Driver 9: Ideology
What is the belief system that you hold, and which drives you? To answer this question is all about making sense of your mindset and figuring out what your ideology is. Now you are a CEO and not an employee or technician, this responsibility falls on your shoulders.
You need to understand how your mindset and the belief system you have within is either helping or hindering your business.
You need to realize that the person setting the limitations on themselves, and the growth potential of the company is you, but that you also have direct control over what you believe and can change it.
It’s hugely important to recognize that you need to read, learn, and connect with books, other people, other businesses to compare and evolve your own ideology. When you do that, you are going to expand your capability and your sense of what is possible.
One example of a common business owner with limited ideology is one that has an employee that is bringing the company down. They might have poor performance, they are regularly late, unreliable, and seem to be sabotaging the business in certain ways. We have met with owners that have felt that they simply do not have any other choice but to keep this sub-standard employee because they do not believe that the business can function without them. They might say something like, “They are driving me crazy, but we need X, otherwise we won’t be able to manage.”
In actual fact the business owner could start posting a job ad, hold a handful of interviews and more likely than not, find a better fit for their company. Whilst this may temporarily put a strain on some parts of the business, but in the long term this will greatly strengthen the company and if the owner has made the right choice about the new hire, it will improve client satisfaction and the business as a whole.
Another example is an experience from Jay Abraham, global business consultant and coach:
“I had a person I worked for one time who had a really limited ideological philosophy. Because he was the owner of the business, he would never pay any salesperson more than he was paid. Well, his growth was forever limited because of that ideology.
I took the opposite ideology to another client. After the changes, the client had five salespeople making four times what my client made. But in doing that my client was able to quadruple his income and they built a business for him that he was able to sell three years later for 25 times more than it was worth than when I met him.

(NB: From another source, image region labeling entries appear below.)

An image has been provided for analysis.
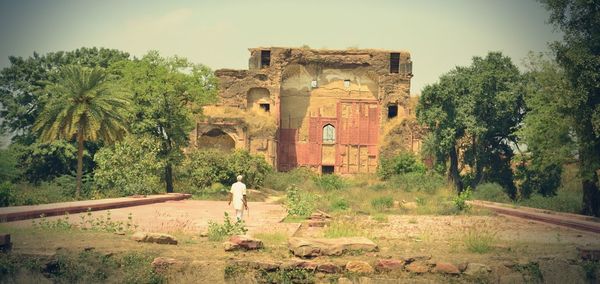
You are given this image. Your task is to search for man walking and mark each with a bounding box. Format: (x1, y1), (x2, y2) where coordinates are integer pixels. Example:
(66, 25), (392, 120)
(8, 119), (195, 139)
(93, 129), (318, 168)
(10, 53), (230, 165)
(228, 175), (248, 221)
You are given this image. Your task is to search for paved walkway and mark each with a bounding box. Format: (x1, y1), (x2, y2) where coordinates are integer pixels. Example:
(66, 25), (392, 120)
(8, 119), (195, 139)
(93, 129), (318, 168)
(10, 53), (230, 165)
(470, 200), (600, 234)
(0, 193), (191, 222)
(7, 200), (299, 235)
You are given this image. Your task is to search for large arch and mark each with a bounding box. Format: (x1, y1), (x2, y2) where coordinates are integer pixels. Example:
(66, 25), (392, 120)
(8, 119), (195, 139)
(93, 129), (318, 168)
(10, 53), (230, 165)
(197, 128), (235, 151)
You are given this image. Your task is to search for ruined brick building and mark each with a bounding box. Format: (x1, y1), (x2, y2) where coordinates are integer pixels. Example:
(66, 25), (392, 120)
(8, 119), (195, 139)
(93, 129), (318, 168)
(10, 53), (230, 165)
(191, 47), (421, 174)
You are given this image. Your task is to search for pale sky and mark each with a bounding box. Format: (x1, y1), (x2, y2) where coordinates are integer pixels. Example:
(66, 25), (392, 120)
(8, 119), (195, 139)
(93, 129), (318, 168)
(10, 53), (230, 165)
(0, 0), (560, 93)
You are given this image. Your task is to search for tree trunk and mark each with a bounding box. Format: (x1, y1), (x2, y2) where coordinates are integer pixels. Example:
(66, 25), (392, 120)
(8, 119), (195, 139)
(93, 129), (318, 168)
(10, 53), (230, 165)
(75, 127), (83, 199)
(165, 163), (173, 193)
(450, 147), (463, 192)
(578, 119), (600, 216)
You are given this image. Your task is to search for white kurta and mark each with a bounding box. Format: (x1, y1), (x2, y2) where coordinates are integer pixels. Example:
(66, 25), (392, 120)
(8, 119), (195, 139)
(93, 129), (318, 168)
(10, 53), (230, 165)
(230, 181), (246, 210)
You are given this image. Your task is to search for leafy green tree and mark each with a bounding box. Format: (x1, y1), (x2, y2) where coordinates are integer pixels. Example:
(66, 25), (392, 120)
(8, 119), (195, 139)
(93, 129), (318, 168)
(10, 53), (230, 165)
(114, 51), (216, 192)
(540, 0), (600, 216)
(33, 65), (130, 197)
(0, 47), (129, 144)
(417, 52), (523, 191)
(94, 135), (164, 195)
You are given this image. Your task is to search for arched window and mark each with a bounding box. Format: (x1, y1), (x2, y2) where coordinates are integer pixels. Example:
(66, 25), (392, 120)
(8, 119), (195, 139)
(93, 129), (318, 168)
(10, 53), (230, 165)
(323, 124), (335, 143)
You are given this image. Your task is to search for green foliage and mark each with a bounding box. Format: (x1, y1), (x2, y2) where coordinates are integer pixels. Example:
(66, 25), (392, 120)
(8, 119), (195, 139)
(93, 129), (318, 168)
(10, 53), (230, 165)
(0, 181), (14, 207)
(264, 167), (316, 191)
(94, 135), (164, 196)
(417, 52), (523, 191)
(208, 212), (248, 242)
(0, 47), (129, 144)
(540, 0), (600, 216)
(473, 183), (511, 203)
(452, 187), (472, 211)
(284, 185), (317, 217)
(388, 172), (446, 194)
(516, 161), (562, 198)
(462, 223), (498, 253)
(371, 196), (394, 212)
(182, 150), (272, 190)
(0, 149), (21, 183)
(377, 152), (426, 179)
(323, 222), (365, 239)
(329, 198), (350, 211)
(32, 65), (130, 197)
(112, 51), (216, 192)
(313, 174), (347, 191)
(257, 268), (315, 284)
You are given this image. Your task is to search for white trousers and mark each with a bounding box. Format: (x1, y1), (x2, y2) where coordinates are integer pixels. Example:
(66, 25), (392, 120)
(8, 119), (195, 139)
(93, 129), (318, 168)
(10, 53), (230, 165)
(235, 209), (244, 221)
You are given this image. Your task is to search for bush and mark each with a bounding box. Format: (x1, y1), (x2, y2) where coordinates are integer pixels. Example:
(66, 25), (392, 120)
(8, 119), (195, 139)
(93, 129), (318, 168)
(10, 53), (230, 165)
(285, 185), (317, 217)
(330, 198), (350, 211)
(0, 181), (14, 207)
(452, 186), (471, 211)
(208, 212), (248, 242)
(388, 172), (446, 194)
(182, 149), (272, 189)
(314, 175), (347, 191)
(473, 183), (511, 203)
(377, 152), (426, 179)
(371, 196), (394, 211)
(94, 135), (165, 195)
(264, 167), (316, 191)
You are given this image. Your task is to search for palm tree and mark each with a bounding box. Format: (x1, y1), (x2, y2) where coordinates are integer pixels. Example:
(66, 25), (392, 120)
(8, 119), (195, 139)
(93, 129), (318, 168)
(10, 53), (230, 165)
(33, 65), (130, 197)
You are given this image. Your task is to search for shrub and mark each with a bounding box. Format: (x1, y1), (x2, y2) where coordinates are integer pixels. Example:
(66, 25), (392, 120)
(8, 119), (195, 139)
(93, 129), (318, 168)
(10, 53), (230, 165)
(371, 196), (394, 211)
(285, 185), (317, 217)
(208, 212), (248, 242)
(314, 175), (347, 191)
(473, 183), (511, 203)
(94, 135), (165, 195)
(182, 149), (272, 189)
(330, 198), (350, 211)
(388, 172), (446, 194)
(0, 181), (14, 207)
(323, 222), (365, 238)
(452, 187), (471, 211)
(377, 152), (426, 179)
(463, 224), (497, 253)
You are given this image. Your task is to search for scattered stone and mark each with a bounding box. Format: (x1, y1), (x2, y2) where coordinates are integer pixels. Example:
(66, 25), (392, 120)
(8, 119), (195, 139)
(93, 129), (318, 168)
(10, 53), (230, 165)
(131, 232), (177, 245)
(404, 255), (431, 263)
(405, 261), (429, 274)
(434, 262), (460, 275)
(577, 247), (600, 261)
(223, 235), (263, 251)
(346, 260), (375, 274)
(307, 220), (329, 227)
(291, 261), (318, 271)
(375, 259), (404, 272)
(464, 263), (492, 276)
(288, 237), (378, 257)
(151, 257), (183, 273)
(402, 202), (418, 209)
(538, 260), (587, 283)
(317, 262), (342, 274)
(0, 234), (12, 252)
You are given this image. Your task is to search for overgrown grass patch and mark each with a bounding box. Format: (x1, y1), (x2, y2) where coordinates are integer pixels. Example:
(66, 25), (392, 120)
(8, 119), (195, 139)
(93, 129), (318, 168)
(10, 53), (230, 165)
(323, 221), (366, 238)
(462, 223), (498, 254)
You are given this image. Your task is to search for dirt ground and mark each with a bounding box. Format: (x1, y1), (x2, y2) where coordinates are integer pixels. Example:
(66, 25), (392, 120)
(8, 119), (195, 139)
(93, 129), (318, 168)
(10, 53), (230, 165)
(0, 200), (600, 283)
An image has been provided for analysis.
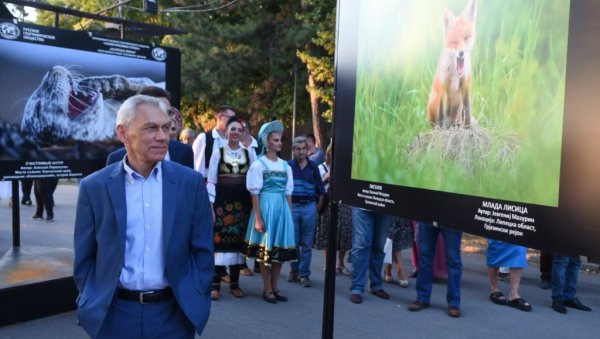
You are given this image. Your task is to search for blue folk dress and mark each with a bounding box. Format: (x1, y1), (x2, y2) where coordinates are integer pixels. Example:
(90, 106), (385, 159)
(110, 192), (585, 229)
(245, 156), (298, 265)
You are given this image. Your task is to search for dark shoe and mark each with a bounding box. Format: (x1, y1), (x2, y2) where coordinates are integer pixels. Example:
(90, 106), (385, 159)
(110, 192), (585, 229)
(240, 267), (254, 277)
(496, 272), (509, 282)
(350, 293), (362, 304)
(540, 279), (551, 290)
(448, 306), (460, 318)
(369, 290), (390, 299)
(229, 287), (246, 298)
(221, 274), (231, 284)
(273, 290), (287, 302)
(210, 290), (221, 300)
(263, 292), (277, 304)
(408, 300), (429, 312)
(298, 277), (312, 287)
(552, 299), (567, 314)
(506, 298), (531, 312)
(288, 271), (299, 282)
(490, 291), (506, 305)
(565, 298), (592, 312)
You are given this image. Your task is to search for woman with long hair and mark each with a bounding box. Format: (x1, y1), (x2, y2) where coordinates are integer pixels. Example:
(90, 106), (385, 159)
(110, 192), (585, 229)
(246, 120), (298, 304)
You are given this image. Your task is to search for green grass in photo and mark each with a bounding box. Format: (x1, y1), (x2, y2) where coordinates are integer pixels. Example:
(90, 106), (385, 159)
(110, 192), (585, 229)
(352, 0), (569, 206)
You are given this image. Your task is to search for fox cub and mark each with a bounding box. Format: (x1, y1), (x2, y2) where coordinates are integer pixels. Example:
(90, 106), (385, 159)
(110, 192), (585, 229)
(427, 0), (477, 128)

It’s all a function of evaluating, altering, and shifting your ideology.”
The owner is not an employee of the company, and the owner must be prepared to work well outside the typical Monday to Friday 9 to 5 box. An owner is seeking everything that the company needs to last and grow into the future. This includes traveling to seminars, conferences, or work sites to learn better ways to grow your business and/or your profits, training your mind, raising your business acumen.
An owner is a social butterfly who has no problem taking on all interactions with the best interests of the company in mind. You are no longer able to decline an event because you do not want to travel, nor do you like that particular trade show. It may be possible to transfer some of these tasks to a trusted manager, but an owner needs to have the pulse of their industry so they can react to changes before they start to trend mainstream. This can only be achieved by being active at all times and seeking all opportunities even if they lead nowhere.
Does the way you think of your company optimize the company or is it just comfortable for you. In a way the company is its own living machine made up of all the people you employ. You work on the company not for it. Your job is to keep the company living and moving forward.